滇南小子提示您:看后求收藏(詩鼎小說網網m.gzstf.cn),接著再看更方便。
鐘意:“呃……”
工作人員a:“是的,一會兒我就開車去鎮上看看能不能買到。您有沒有別的東西需要我帶的?”
好吧,接受他們的道歉。鐘意掃了眼院子里晾曬的羽絨服,正是她昨天丟掉的那件,于是問:“我手機找到了嗎?”
“哦,找到了,但是好像不能用了,深哥把卡取出來放你房間了吧。要不我們一會兒幫您帶個手機回來?”

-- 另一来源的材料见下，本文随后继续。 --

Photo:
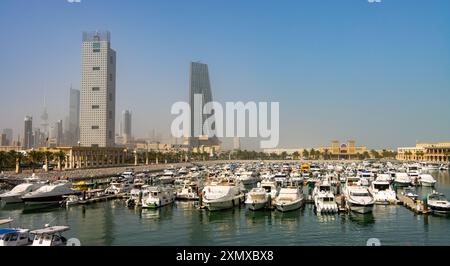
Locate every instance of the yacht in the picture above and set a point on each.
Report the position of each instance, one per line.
(438, 203)
(16, 194)
(357, 197)
(427, 180)
(324, 200)
(224, 194)
(158, 197)
(402, 180)
(257, 198)
(382, 191)
(52, 193)
(289, 199)
(50, 236)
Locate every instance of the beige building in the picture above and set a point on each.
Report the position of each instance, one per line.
(432, 152)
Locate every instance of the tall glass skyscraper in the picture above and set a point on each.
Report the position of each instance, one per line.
(200, 87)
(98, 91)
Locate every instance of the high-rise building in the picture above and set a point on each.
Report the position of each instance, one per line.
(28, 141)
(72, 133)
(9, 135)
(199, 95)
(125, 126)
(98, 91)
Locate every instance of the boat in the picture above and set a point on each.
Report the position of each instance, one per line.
(382, 191)
(223, 194)
(16, 194)
(357, 197)
(427, 180)
(52, 193)
(438, 203)
(324, 200)
(289, 199)
(402, 180)
(257, 198)
(158, 197)
(50, 236)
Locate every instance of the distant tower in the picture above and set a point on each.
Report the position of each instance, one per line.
(98, 91)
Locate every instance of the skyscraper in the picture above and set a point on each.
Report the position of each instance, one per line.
(73, 123)
(28, 133)
(199, 86)
(126, 126)
(98, 90)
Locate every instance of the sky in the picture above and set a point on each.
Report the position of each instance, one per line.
(377, 73)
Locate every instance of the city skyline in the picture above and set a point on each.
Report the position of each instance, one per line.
(377, 82)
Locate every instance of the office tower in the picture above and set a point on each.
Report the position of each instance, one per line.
(28, 133)
(199, 84)
(98, 91)
(126, 126)
(236, 143)
(9, 135)
(73, 123)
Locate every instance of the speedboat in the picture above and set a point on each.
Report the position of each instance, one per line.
(382, 190)
(427, 180)
(357, 197)
(402, 180)
(52, 193)
(158, 197)
(224, 194)
(257, 198)
(16, 194)
(289, 199)
(50, 236)
(438, 203)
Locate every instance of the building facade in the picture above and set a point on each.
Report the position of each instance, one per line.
(199, 95)
(98, 91)
(431, 152)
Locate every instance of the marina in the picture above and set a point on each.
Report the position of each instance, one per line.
(285, 204)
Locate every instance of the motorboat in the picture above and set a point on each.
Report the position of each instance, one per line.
(223, 194)
(257, 198)
(16, 194)
(324, 200)
(427, 180)
(357, 197)
(52, 193)
(158, 197)
(50, 236)
(438, 203)
(289, 199)
(402, 179)
(382, 191)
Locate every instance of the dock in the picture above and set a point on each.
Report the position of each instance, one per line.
(417, 206)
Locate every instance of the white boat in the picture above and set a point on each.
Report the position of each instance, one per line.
(50, 236)
(52, 193)
(427, 180)
(224, 194)
(16, 194)
(402, 179)
(257, 198)
(247, 178)
(382, 191)
(438, 203)
(324, 200)
(158, 197)
(357, 197)
(289, 199)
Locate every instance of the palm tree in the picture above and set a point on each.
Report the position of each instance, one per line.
(61, 156)
(18, 157)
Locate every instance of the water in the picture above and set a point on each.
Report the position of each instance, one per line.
(112, 223)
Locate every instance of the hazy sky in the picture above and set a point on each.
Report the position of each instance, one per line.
(377, 73)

鐘意沒啥特別要求,表示隨便他們買個什么手機都行,四處張望了一圈又問:“深哥呢?剛剛還聽到他聲音來著。”
“哦,深哥給村長拿錢去了。”
鐘意擦著鼻涕問:“什么錢?”
“給村長的好處費啊。昨天不是發動村民找您么,沒那么多錢村長未必那么積極。深哥身上居然真的帶了五萬塊,他說原本是想看看當地有沒有學校,有的話捐給學校的。結果這地方鳥不拉屎,還學個屁的校。”
秦深一向是比較關心失學兒童的,很多人都知道。
“五萬!”鐘意驚了個鼻涕泡出來,說話都不利索了,“他、他給村長五萬?!”
工作人員:“是啊,昨天可沒含糊。當時我們都嚇得不知道怎么辦了,還是深哥沉著冷靜,把事情解決下來。”
好了,現在她欠了秦深四百零五萬……
這五萬塊給得也還算值,昨天要不是聽到動靜,那個混賬臭男人未必會被嚇跑,也許等不到人來救她只能一直跟那男人進行拉鋸戰,然后被凍死在溝里。

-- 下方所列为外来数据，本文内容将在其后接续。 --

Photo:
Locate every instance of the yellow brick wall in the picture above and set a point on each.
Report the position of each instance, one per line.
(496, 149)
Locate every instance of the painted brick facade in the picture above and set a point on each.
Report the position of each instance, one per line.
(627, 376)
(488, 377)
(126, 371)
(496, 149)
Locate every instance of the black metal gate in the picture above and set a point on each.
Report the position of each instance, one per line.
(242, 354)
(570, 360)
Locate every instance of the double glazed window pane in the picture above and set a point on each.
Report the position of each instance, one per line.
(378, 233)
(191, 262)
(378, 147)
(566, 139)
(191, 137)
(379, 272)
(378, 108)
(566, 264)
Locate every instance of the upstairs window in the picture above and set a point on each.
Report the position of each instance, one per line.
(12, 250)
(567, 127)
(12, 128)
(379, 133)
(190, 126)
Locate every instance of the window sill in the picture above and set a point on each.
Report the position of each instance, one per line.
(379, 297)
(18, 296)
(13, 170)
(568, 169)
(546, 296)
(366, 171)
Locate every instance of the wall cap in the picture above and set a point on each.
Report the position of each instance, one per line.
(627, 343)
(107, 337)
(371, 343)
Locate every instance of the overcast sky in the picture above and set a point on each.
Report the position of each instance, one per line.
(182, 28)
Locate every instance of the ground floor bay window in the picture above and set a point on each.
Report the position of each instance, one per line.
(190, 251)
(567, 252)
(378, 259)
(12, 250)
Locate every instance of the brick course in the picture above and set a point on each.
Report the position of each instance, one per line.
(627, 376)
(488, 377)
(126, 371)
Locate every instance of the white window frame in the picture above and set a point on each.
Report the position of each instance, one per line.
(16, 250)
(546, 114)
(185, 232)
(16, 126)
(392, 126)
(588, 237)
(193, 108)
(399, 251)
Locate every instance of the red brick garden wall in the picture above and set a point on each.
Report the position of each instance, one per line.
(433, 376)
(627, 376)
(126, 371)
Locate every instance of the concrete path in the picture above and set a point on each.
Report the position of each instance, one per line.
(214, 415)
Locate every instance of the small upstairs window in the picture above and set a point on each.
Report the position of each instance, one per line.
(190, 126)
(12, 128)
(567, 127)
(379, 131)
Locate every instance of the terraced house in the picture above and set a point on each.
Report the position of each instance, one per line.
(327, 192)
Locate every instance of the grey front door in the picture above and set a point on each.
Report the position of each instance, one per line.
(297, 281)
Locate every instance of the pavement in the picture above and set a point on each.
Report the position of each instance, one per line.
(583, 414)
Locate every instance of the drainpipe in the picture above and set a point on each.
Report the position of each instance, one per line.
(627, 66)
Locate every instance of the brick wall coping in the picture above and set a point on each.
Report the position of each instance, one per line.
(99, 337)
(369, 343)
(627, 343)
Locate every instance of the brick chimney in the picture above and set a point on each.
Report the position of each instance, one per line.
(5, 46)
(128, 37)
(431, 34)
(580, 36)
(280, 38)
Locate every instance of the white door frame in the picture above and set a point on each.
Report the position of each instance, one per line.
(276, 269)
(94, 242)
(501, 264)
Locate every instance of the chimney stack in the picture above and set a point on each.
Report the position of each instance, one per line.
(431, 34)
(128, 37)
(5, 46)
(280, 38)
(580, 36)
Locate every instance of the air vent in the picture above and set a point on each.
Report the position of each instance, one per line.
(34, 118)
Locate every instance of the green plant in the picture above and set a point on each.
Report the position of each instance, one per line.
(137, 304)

鐘意懵逼地聽著,心里頭盤算著,錢的賬好算清,人情的賬這輩子都還不清了。不能說因為她跟老狗親近,這個人情就可以看淡,人要記得感恩才對。講道理,某人幫了這么多回夠她以身相許三次的了。
以身相許……
她為什么會想到這個詞?
懵逼地蹲在樹下畫圈圈,沉默了一陣子,從大門口進來一個人,正是平常教她干活的大姐。大姐跨過門檻的時候表情并不輕快,先瞅了瞅她,欲言又止。估計大姐心里正犯嘀咕,不知道今天的課程要不要教。
“阿嚏——”鐘意從地上站起來,熱情地問大姐吃了沒,拉著大姐一起進廚房去。今天要學的是廚房里一些技巧,天氣特別冷卻還得碰涼水,她心里苦哈哈的。
大姐上下打量她一番,沖她笑:“看你這樣,昨天是沒事兒吧。”
鐘意笑得一臉輕松:“嗐,我這么機靈能有什么事兒啊。”
大姐笑瞇瞇地說“就是”,然后咬咬后槽牙,憤憤道:“莊老四真是的,腦子被驢踢了不是,昨晚上可被你男人打慘了,門牙都打掉了,那個鼻血聽說流了半宿才止住。完了這還不算,村長發話,來年公田里的糧食不分他家了,丟了全村人的臉活該餓死他。妹子你莫委屈,有人替你教訓那混賬了。”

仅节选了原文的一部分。